Much of Zobernig’s work critically engages with various modern art movements, including abstraction, constructivism, minimalism and conceptual art, as well as with architecture, design and theatre. Drawing on various art histories he questions the principles and conditions which underpin them; challenging and reinterpreting them with a lightness of touch and an economy of material that is at times playful, dry, witty, unsettling and disarming.
This exhibition comprises important works made by Zobernig over the last twenty-five years, as well as a number of new interventions into both the architecture of the galleries at Tate St Ives and the collection displays within; drawn from the last 300 years, the artist has specially selected a range of significant paintings and sculptures from the Tate Collection.

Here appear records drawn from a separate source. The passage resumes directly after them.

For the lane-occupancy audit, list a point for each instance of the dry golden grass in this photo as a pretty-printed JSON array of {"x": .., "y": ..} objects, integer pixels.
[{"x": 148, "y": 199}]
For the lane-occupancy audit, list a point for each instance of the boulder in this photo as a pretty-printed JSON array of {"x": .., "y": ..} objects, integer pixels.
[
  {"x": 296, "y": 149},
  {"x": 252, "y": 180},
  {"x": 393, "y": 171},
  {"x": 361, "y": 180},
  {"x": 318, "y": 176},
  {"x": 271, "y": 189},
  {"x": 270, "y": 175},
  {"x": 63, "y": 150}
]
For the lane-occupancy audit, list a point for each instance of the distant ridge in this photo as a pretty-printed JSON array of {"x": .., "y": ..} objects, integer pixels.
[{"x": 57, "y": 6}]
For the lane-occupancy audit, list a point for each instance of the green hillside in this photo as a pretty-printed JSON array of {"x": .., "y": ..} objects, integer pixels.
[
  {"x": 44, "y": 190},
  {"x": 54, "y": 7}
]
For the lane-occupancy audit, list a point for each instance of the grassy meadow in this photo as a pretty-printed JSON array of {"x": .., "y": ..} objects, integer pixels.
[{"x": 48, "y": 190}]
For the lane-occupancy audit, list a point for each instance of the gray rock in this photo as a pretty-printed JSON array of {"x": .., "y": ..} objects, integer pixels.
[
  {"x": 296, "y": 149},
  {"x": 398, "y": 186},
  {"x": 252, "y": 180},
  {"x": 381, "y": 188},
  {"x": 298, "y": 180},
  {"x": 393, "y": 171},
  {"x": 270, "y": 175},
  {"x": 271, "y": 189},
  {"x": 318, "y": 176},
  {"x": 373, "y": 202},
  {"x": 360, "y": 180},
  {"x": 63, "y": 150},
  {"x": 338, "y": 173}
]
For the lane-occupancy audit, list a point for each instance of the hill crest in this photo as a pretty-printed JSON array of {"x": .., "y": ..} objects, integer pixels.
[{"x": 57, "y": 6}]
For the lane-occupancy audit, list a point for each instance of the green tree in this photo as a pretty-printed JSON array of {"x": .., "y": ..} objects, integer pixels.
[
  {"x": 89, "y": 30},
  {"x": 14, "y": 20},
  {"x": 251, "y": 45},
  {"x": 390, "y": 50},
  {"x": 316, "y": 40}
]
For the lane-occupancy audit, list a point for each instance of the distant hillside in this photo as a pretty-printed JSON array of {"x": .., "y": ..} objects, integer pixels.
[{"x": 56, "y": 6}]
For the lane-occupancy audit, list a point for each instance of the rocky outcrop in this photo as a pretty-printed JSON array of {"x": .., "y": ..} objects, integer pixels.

They include works by Pablo Picasso, Carl Andre, Henry Moore, Ad Reinhardt, Oskar Kokoschka, James Webb, Henry Wallis, Lawrence Alma-Tadema, Marcel Duchamp and Kurt Schwitters. Further works by the St Ives ‘moderns’ are also included, from Patrick Heron, Barbara Hepworth and Naum Gabo to Terry Frost, Roger Hilton and Karl Weschke.
Through Zobernig’s idiosyncratic choice and presentation of the Tate Collection and through the dynamic juxtaposition with his own works, the artist radically challenges the gallery context to produce an exhilarating and unorthodox display.